I have to admit unabashedly that I like fashion almost as much as I like food. However, given a choice between a meal in a Michelin three star restaurant or a pair of expensive shoes, I would actually choose the restaurant. I'm more likely (not that I actually would) to spend $400 at Thomas Keller's Per Se in NYC than I am on a pair of Manolos at Barneys.
The problem is that nowadays, fashion and food are diametrically opposed. It is very hard to advocate butter, cream and chocolate in a world of 6ft tall, 120lb (and they are the fat ones) models, actresses, and wannabes. I pretty much decided that I would stop watching TV when I heard that "America's Next Top Model" was branching out to feature "plus size" contestants who were 6ft tall and wore a size 12...gasp! Reeling from the news that I am now almost "plus size" (being 6ft tall and a size 10), I decide to opt out of TV pop culture.
The last straw for me came today when I read an article in the NYT Fashion pages called "The Collar Bone's Connected to Slimness." The latest news out of NYC and LA is that the clavicle, yes the collarbone, is the new sexy. And how well one's clavicle protrudes is a sign of one's thinness. Having a thin clavicle is very important if you wear the season's trapeze dresses (aka, a very short tent w/ armholes) because the dresses suggest girth and clavicle protruding demonstrates that one is actually skinny under that tent!
By far my biggest issue about fashion is that women develop an antipathy towards food because of their desire to look or to try to look like the latest waif du jour. Waif.
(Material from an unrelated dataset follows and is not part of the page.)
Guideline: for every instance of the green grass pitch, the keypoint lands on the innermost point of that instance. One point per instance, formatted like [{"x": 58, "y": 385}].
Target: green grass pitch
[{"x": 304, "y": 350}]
It used to be a word that connoted a poor, hungry child. The fact that "waif " is now a fashion descriptor means that we've reached the height of vulgarity. We are more concerned about looking waifish than about real waifs.
It is so easy to get sucked in to this body image race for perfect clavicles or whatever. Even a food lover like me sometimes has guilt about eating a certain whatever because it was too fatty or sugary. It is not OK to have guilt about eating. Eat, drink, and be merry. We are so lucky that we enjoy abundance. We are so lucky that we are alive. We must enjoy the good gifts of the earth that we have so readily available to us.
So starting today, I vow never to utter the word "diet" again. That is not to say that I won't aim to be healthy. Rather I am banishing all thoughts of body image and food-related angst from my head. Bring on the chocolate cupcakes...with a dollop of creme fraiche, please!